LOS ANGELES -- An illegal immigrant who stayed in a Chicago church for a year to avoid separation from her 8-year-old son, a U.S. citizen, was arrested Sunday and being processed for deportation.

Elvira Arellano, who arrived in Los Angeles on Saturday after leaving her sanctuary to campaign for immigration reform, was arrested around 1:30 p.m. outside Our Lady Queen of Angels Catholic Church where she had been speaking to reporters, said the Rev. Walter Coleman, pastor of Adalberto United Methodist, the Chicago church.

Arellano was "being processed for removal to Mexico based upon a deportation order originally issued by a federal immigration judge in 1997," U.S. Immigration and Customs Enforcement said in a news release.

Immigration activists promised protests and vigils to support her.

"We are sad, but at the same time we are angry," said Javier Rodriguez, a Chicago immigration activist who worked with her. "How dare they arrest this woman?"

Anti-illegal immigrant groups said the arrest was long overdue.

"Just because the woman has gone public and made an issue of the fact that she is defying law doesn't mean the government doesn't have to do its job," said Ira Mehlman of the Federation for American Immigration Reform, which favors limits on immigration.

Arellano, 32, has become a symbol of the struggles of illegal immigrant parents and a source of controversy. She had said Saturday she was not afraid of being taken into custody by immigration agents.

"From the time I took sanctuary the possibility has existed that they arrest me in the place and time they want," she said in Spanish. "I only have two choices. I either go to my country, Mexico, or stay and keep fighting. I decided to stay and fight."

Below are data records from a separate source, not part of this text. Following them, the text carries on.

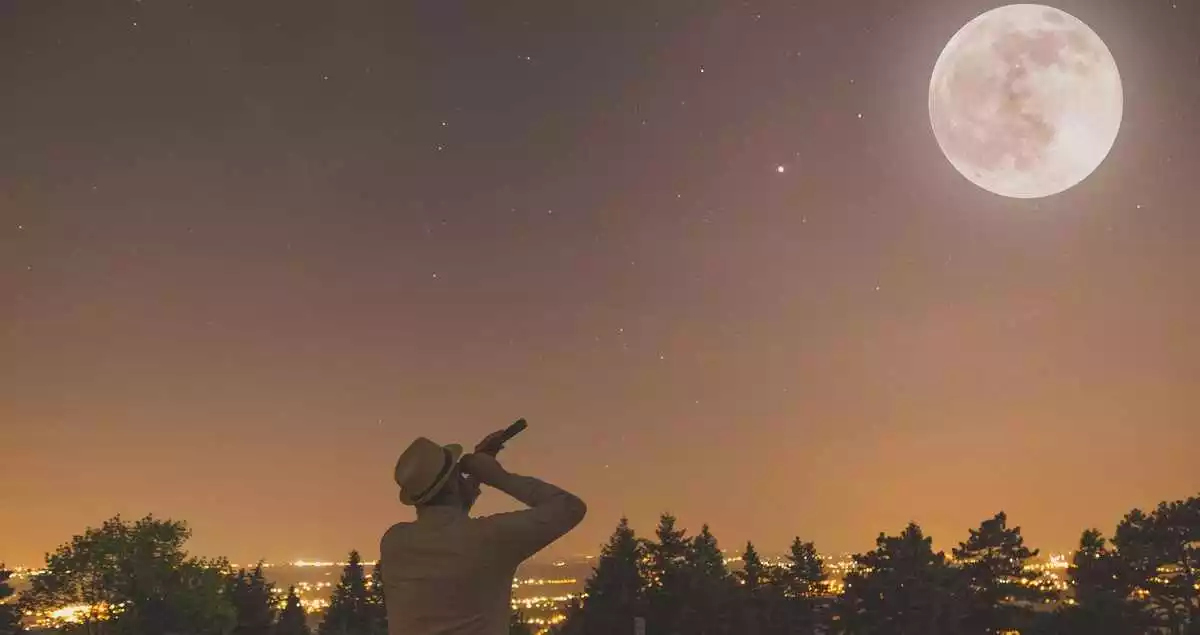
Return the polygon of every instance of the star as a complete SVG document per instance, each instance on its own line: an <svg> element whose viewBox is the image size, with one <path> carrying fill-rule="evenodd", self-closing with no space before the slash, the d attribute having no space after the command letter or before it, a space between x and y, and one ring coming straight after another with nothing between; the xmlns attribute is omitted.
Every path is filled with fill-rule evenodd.
<svg viewBox="0 0 1200 635"><path fill-rule="evenodd" d="M784 172L787 171L787 168L782 165L777 165L777 166L775 166L775 171L780 174L783 174Z"/></svg>

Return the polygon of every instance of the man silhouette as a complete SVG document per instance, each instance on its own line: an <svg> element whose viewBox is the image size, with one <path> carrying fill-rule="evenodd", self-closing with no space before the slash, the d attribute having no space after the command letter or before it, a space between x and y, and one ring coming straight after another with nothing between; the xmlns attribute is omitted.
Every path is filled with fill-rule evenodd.
<svg viewBox="0 0 1200 635"><path fill-rule="evenodd" d="M583 520L577 496L500 465L503 432L466 456L420 437L396 462L400 502L417 519L380 541L389 635L507 635L517 566ZM472 518L481 483L529 509Z"/></svg>

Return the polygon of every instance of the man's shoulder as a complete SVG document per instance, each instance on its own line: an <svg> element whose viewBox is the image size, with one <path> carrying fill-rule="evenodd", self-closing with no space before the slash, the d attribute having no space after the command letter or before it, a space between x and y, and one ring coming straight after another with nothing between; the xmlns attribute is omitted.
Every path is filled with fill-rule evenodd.
<svg viewBox="0 0 1200 635"><path fill-rule="evenodd" d="M396 523L391 527L388 527L387 530L383 532L383 537L379 539L379 546L386 547L389 543L395 542L397 539L402 538L406 533L412 531L414 526L416 526L415 522L407 521Z"/></svg>

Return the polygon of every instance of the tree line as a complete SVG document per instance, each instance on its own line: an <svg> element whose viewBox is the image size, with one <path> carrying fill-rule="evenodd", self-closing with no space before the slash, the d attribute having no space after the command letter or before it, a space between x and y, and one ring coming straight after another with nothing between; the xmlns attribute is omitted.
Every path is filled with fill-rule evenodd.
<svg viewBox="0 0 1200 635"><path fill-rule="evenodd" d="M0 605L0 635L24 633L21 616L84 612L52 630L86 635L313 635L296 588L277 593L260 562L236 569L189 556L183 522L119 516L47 554L18 602ZM0 567L0 601L12 595ZM387 635L382 566L367 574L351 551L317 635Z"/></svg>
<svg viewBox="0 0 1200 635"><path fill-rule="evenodd" d="M313 635L294 587L277 592L262 564L197 558L183 522L119 516L47 554L13 602L0 566L0 635L21 616L86 607L63 633ZM1112 538L1089 529L1068 588L1026 566L1038 555L1003 513L970 530L950 555L916 523L881 533L853 556L841 584L811 542L780 564L752 543L731 569L707 525L694 536L664 514L653 539L622 519L558 635L1200 635L1200 497L1133 510ZM386 635L382 563L368 575L351 551L316 635ZM512 635L532 635L518 613Z"/></svg>
<svg viewBox="0 0 1200 635"><path fill-rule="evenodd" d="M559 635L1200 635L1200 497L1133 510L1112 539L1083 532L1066 590L1003 512L950 555L910 523L853 556L841 585L811 542L781 564L753 543L734 571L708 526L661 517L653 539L622 519Z"/></svg>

At an afternoon news conference in Los Angeles, Arellano's son, Saul, hid behind Coleman's wife, Emma Lozano, and wiped away tears. Lozano said she is the boy's legal guardian.

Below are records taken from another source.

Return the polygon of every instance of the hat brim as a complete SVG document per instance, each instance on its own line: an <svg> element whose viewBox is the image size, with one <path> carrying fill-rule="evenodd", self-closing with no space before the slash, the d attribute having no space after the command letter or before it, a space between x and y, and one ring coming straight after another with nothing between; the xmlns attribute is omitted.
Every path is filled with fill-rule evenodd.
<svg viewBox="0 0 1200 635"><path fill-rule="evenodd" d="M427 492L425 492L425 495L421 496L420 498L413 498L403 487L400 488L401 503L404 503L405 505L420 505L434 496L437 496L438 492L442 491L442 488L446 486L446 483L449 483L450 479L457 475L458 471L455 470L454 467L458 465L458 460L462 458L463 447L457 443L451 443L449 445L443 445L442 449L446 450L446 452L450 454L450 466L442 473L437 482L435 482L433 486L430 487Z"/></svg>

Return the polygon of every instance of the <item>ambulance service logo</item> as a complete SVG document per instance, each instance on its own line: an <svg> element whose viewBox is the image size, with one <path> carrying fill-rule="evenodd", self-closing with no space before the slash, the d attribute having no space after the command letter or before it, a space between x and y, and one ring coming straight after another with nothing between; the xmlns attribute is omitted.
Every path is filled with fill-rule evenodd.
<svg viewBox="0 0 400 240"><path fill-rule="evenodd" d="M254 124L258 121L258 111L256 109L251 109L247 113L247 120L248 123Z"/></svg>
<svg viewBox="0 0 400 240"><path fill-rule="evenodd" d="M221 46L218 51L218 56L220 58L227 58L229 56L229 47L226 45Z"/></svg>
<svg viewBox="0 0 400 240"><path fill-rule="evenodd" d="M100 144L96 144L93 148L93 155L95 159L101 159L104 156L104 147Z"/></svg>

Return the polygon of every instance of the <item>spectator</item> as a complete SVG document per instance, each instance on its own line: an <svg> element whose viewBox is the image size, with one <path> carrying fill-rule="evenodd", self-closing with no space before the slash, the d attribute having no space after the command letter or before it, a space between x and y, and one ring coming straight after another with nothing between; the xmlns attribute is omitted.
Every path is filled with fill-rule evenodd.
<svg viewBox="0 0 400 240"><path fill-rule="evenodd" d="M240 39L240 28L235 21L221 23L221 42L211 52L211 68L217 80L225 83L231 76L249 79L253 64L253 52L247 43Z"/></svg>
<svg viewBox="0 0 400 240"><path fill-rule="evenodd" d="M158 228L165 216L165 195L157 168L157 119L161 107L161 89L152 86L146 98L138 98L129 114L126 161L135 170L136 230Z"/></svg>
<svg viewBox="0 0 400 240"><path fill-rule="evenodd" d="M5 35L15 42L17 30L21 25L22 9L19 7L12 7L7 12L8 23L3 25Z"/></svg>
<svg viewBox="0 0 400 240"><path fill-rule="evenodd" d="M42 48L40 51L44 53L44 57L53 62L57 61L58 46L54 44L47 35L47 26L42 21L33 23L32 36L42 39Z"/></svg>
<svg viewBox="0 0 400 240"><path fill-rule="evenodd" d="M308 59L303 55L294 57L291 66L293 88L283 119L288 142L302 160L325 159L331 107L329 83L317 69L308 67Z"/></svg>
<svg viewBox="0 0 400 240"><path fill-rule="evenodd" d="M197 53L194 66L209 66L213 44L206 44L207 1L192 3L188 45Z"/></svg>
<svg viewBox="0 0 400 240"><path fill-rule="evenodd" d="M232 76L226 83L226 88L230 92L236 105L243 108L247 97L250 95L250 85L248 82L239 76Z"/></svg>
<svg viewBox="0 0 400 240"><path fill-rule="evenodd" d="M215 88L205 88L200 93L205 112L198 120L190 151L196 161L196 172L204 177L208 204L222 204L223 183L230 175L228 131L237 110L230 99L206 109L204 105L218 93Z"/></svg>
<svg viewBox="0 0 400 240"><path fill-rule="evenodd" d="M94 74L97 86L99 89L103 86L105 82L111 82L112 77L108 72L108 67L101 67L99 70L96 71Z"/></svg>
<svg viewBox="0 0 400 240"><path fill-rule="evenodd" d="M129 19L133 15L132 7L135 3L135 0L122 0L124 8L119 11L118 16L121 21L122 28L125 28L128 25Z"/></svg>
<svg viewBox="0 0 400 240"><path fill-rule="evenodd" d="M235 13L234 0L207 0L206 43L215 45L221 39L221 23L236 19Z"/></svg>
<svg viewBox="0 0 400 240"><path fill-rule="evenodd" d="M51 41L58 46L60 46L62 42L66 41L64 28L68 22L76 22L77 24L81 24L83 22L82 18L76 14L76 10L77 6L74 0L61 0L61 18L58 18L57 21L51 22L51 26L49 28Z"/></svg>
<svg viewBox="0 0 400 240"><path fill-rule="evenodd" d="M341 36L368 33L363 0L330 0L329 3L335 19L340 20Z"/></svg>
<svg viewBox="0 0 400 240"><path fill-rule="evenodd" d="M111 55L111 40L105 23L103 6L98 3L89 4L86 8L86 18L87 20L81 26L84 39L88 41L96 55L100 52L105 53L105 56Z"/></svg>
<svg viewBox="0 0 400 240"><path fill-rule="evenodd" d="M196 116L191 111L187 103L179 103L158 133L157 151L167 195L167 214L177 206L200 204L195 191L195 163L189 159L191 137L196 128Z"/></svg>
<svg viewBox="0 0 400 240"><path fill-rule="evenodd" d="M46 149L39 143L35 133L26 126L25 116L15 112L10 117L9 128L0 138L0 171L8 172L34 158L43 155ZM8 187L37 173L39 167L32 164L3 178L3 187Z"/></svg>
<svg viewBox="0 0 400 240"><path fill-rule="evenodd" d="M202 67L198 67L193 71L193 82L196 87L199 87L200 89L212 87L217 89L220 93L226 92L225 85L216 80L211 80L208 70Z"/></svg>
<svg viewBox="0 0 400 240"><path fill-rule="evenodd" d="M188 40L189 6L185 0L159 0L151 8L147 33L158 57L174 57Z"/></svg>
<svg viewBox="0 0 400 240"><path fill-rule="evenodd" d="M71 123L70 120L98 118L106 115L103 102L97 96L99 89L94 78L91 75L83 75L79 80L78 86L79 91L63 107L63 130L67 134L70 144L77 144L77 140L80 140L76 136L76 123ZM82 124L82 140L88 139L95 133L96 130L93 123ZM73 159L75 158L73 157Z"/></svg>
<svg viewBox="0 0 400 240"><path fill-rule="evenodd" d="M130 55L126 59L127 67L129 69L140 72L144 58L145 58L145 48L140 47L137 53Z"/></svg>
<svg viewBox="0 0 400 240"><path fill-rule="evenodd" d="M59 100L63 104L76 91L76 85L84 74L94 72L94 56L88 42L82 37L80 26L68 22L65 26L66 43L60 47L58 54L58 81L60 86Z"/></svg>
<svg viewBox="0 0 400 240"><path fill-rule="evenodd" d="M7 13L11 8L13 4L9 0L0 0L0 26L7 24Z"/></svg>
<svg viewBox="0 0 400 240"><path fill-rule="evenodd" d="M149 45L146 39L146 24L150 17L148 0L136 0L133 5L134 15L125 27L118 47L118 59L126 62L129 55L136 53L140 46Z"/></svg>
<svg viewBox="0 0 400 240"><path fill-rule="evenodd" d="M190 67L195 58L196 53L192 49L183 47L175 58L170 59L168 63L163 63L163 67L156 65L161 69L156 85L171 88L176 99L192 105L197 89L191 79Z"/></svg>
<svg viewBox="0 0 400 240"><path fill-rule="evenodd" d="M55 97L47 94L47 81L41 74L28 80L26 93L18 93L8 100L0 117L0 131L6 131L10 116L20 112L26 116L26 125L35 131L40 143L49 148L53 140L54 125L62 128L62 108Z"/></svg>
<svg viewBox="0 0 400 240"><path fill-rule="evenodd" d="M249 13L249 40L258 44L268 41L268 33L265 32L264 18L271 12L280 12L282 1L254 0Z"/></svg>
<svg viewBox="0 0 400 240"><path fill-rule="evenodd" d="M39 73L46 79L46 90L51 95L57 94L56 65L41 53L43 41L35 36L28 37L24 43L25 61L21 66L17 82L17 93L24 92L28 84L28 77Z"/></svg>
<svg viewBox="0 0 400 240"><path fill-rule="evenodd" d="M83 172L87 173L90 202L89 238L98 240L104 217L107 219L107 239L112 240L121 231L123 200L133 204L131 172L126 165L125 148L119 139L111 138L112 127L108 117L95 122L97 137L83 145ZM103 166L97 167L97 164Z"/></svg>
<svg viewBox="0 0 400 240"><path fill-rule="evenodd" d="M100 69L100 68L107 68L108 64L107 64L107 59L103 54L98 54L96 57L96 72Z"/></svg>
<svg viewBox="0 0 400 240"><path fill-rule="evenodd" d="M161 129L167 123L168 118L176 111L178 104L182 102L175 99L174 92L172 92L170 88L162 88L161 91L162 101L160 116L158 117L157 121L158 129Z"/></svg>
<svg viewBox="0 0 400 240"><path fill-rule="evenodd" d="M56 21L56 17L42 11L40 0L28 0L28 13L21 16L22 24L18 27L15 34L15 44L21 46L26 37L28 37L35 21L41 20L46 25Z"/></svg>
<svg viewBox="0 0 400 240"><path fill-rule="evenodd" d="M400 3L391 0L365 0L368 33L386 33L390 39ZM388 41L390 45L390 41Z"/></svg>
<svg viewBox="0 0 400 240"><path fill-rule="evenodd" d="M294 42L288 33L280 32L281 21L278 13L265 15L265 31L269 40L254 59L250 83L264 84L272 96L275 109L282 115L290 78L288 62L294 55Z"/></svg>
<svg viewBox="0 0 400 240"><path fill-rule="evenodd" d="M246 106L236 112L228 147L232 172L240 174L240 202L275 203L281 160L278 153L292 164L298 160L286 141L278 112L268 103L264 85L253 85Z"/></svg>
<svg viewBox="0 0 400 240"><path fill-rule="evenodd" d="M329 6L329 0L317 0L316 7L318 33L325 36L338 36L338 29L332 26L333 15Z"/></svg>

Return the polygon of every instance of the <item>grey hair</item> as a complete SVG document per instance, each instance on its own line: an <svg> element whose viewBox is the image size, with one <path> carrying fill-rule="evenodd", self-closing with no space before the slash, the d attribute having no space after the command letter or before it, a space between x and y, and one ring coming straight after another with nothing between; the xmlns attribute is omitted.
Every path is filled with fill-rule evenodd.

"He's taking it better than we thought he would," said Lozano, the head of an immigration rights group in Chicago.

Arellano came to Washington state illegally in 1997. She was deported to Mexico shortly after, but returned and moved to Illinois in 2000, taking a job cleaning planes at O'Hare International Airport.

She was arrested in 2002 at O'Hare and convicted of working under a false Social Security number. She was to surrender to authorities last August.

She sought refuge at the storefront church on Chicago's West Side Aug. 15, 2006. She had not left the church property until deciding to be driven to Los Angeles, Coleman said.

As news of her arrest spread Sunday, members of the Chicago church began arriving to pray.

"People will be sad about what happened to Elvira," said Catherine Archibald, a member of the congregation and a friend of Elvira's. "But I think it is very important now that we mobilize and push even harder."